Apple’s Steve Jobs, according to billionaire Bill Gates, was unique in his ability to pick up a company that was “on a path to die” and turn it into a valuable business. He lightly attributed this to Job’s ability to cast “spells”.
He mentioned that he was yet to meet anyone who could rival Jobs “in terms of picking talent, hyper-motivating that talent, and having a sense of design of, ‘Oh, this is good. This is not good’”. He further said that even when Jobs failed at something, he succeeded.
Citing the introduction of the NeXT computer in 1988, Gates said that it was a computer that “completely failed, it was such nonsense, and yet he mesmerized those people.” NeXT was acquired by Apple in 1996, three years after it stopped manufacturing hardware.
With reference to his own leadership at Microsoft in the 1970s and the culture he created, Gates said that the company back then was “a self-selected set of people who were mostly males”, and admitted that they all tended to be “pretty tough” on each other and that it occasionally went “too far”.
Today, as a philanthropist with a fortune estimated by Bloomberg Billionaires Index to be $107 Bn, Gates acknowledges that he is more easy-going about work in general.

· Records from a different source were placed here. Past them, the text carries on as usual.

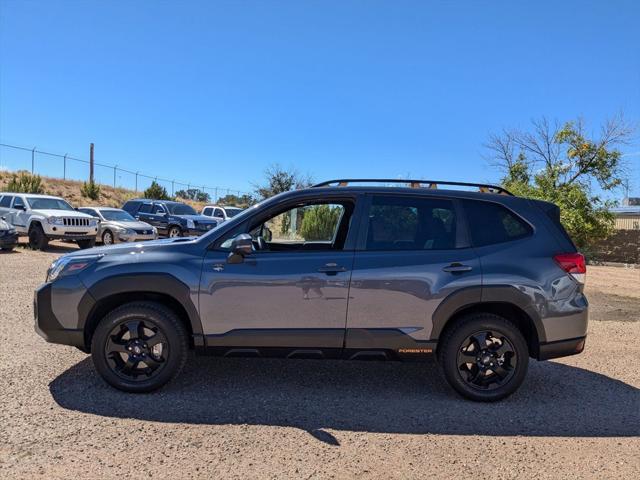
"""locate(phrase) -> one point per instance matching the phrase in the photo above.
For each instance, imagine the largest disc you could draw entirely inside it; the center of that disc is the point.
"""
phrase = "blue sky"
(213, 92)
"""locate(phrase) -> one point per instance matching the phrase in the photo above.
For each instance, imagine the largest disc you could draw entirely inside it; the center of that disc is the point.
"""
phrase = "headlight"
(69, 266)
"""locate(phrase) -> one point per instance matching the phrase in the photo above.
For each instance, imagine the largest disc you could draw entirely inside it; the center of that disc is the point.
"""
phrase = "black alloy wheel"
(140, 346)
(483, 356)
(136, 348)
(486, 360)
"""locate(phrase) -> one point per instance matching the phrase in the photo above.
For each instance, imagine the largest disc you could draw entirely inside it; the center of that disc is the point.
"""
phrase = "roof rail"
(432, 184)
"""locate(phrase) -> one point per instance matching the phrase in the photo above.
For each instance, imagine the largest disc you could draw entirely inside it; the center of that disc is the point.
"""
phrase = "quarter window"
(491, 223)
(411, 223)
(145, 208)
(5, 201)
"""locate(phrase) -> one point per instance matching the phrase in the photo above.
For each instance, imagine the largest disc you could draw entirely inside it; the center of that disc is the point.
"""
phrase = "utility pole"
(91, 163)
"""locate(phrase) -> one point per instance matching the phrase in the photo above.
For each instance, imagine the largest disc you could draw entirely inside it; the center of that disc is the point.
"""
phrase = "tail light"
(573, 264)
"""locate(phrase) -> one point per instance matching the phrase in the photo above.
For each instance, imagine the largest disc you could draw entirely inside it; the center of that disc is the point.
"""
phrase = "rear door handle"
(457, 268)
(332, 269)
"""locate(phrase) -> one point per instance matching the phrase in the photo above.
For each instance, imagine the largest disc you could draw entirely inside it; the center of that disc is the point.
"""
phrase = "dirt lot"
(577, 417)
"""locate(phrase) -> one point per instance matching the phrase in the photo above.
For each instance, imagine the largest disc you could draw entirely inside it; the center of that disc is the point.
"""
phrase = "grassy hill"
(70, 190)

At the same time he admits to a habit of micromanaging at the Bill & Melinda Gates Foundation, the philanthropic body he established with his wife Melinda in 2000.
The foundation focuses on enhancing healthcare and eradicating extreme poverty worldwide. “I’m still clear about, ‘Hey, that toilet design’s too expensive. It’s a dead end. We’re not going to put more money into that” he said.